Mother was perfectly silent a long while, looking at me.
“The man got away,” Hatsumomo went on, “but I think Chiyo may have sold some of my jewelry to raise money. She’s planning to run away from the okiya, Mother, that’s what I think… after we’ve been so kind to her!”
“All right, Hatsumomo,” Mother said. “That’s quite enough. You and Auntie go into your room and find out what’s missing.”
The moment I was alone with Mother, I looked up at her from where I knelt on the floor and whispered, “Mother, it isn’t true… Hatsumomo was in the maids’ room with her boyfriend. She’s angry about something, and she’s taking it out on me. I didn’t take anything from her!”
Mother didn’t speak. I wasn’t even sure she’d heard me. Soon Hatsumomo came out and said she was missing a brooch used for decorating the front of an obi.
“My emerald brooch, Mother!” she kept saying, and crying just like a fine actress. “She’s sold my emerald brooch to that horrible man! It was my brooch! Who does she think she is to steal such a thing from me!”
“Search the girl,” Mother said.
Once when I was a little child of six or so, I watched a spider spinning its web in a corner of the house. Before the spider had even finished its job, a mosquito flew right into the web and was trapped there. The spider didn’t pay it any attention at first, but went on with what it was doing; only when it was finished did it creep over on its pointy toes and sting that poor mosquito to death. As I sat there on that wooden floor and watched Hatsumomo come reaching for me with her delicate fingers, I knew I was trapped in a web she had spun for me. I could do nothing to explain the cash I was carrying beneath my sash. When she drew it out, Mother took it from her and counted it.
“You’re a fool to sell an emerald brooch for so little,” she said to me. “Particularly since it will cost you a good deal more to replace it.”

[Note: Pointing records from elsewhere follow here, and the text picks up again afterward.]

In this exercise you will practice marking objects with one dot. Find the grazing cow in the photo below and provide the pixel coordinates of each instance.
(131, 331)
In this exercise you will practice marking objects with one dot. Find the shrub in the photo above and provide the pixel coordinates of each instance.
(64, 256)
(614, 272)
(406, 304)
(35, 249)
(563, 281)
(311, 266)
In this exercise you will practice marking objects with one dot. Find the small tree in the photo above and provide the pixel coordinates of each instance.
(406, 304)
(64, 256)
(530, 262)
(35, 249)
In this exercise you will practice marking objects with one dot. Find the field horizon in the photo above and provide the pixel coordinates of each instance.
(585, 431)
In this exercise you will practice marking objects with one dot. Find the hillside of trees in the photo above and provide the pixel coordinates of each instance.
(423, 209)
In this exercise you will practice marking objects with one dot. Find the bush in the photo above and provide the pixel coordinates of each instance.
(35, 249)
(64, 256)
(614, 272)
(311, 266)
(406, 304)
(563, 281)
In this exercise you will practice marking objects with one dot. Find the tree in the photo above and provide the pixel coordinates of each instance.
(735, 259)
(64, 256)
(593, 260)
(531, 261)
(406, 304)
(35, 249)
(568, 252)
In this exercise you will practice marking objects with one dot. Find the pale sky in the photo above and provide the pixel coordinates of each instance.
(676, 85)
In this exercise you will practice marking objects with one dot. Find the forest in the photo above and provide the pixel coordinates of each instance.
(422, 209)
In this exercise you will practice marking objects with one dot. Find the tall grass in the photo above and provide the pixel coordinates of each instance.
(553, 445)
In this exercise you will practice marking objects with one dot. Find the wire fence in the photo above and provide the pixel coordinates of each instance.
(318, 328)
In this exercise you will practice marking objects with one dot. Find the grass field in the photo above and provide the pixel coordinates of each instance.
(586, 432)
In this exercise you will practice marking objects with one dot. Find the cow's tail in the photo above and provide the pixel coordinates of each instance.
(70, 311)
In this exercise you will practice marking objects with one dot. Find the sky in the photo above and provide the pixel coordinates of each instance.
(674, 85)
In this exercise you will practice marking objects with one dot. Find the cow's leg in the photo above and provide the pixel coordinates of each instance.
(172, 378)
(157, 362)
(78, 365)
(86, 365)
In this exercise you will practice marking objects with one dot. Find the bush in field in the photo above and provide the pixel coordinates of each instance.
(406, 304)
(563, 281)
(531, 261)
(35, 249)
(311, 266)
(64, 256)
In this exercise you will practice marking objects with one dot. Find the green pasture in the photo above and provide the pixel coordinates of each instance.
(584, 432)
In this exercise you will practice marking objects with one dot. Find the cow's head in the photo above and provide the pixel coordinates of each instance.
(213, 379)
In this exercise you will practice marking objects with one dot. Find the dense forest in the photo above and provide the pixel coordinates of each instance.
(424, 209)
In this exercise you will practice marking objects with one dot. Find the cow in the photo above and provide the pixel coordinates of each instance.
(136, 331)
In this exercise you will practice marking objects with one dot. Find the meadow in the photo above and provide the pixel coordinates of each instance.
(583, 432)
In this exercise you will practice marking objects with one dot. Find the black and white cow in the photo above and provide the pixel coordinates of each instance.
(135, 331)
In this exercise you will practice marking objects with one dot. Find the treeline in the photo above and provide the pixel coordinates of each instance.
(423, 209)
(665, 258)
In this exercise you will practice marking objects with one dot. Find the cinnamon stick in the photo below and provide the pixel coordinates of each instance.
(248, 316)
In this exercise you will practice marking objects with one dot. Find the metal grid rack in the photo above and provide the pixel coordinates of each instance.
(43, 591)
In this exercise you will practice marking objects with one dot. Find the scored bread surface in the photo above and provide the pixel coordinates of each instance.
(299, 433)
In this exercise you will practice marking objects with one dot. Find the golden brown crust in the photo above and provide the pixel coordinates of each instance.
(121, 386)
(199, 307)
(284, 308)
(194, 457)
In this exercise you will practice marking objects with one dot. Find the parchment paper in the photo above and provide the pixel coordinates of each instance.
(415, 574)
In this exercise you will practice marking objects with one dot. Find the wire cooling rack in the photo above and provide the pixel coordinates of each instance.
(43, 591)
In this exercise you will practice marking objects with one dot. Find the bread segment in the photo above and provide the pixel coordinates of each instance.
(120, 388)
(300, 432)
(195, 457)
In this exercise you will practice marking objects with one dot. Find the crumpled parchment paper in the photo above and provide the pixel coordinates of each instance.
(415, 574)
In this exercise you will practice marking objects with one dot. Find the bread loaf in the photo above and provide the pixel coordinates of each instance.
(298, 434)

She tucked the money into her own sleeping robe, and then said to Hatsumomo:
“You had a boyfriend here in the okiya tonight.”
Hatsumomo was taken aback by this; but she didn’t hesitate to reply, “Whatever gave you such an idea, Mother?”
There was a long pause, and then Mother said to Auntie, “Hold her arms.”
Auntie took Hatsumomo by the arms and held her from behind, while Mother began to pull open the seams of Hatsumomo’s kimono at the thigh. I thought Hatsumomo would resist, but she didn’t. She looked at me with cold eyes as Mother gathered up the koshimaki and pushed her knees apart. Then Mother reached up between her legs, and when her hand came out again her fingertips were wet. She rubbed her thumb and fingers together for a time, and then smelled them. After this she drew back her hand and slapped Hatsumomo across the face, leaving a streak of moisture.
Hatsumomo wasn’t the only one angry at me the following day, because Mother ordered that all the maids be denied servings of dried fish for six weeks as punishment for having tolerated Hatsumomo’s boyfriend in the okiya. I don’t think the maids could have been more upset with me if I’d actually stolen the food from their bowls with my own hands; and as for Pumpkin, she began to cry when she found out what Mother had ordered. But to tell the truth, I didn’t feel as uneasy as you might imagine to have everyone glowering at me, and to have the cost of an obi brooch I’d never seen or even touched added to my debts. Anything that made life more difficult for me only strengthened my determination to run away.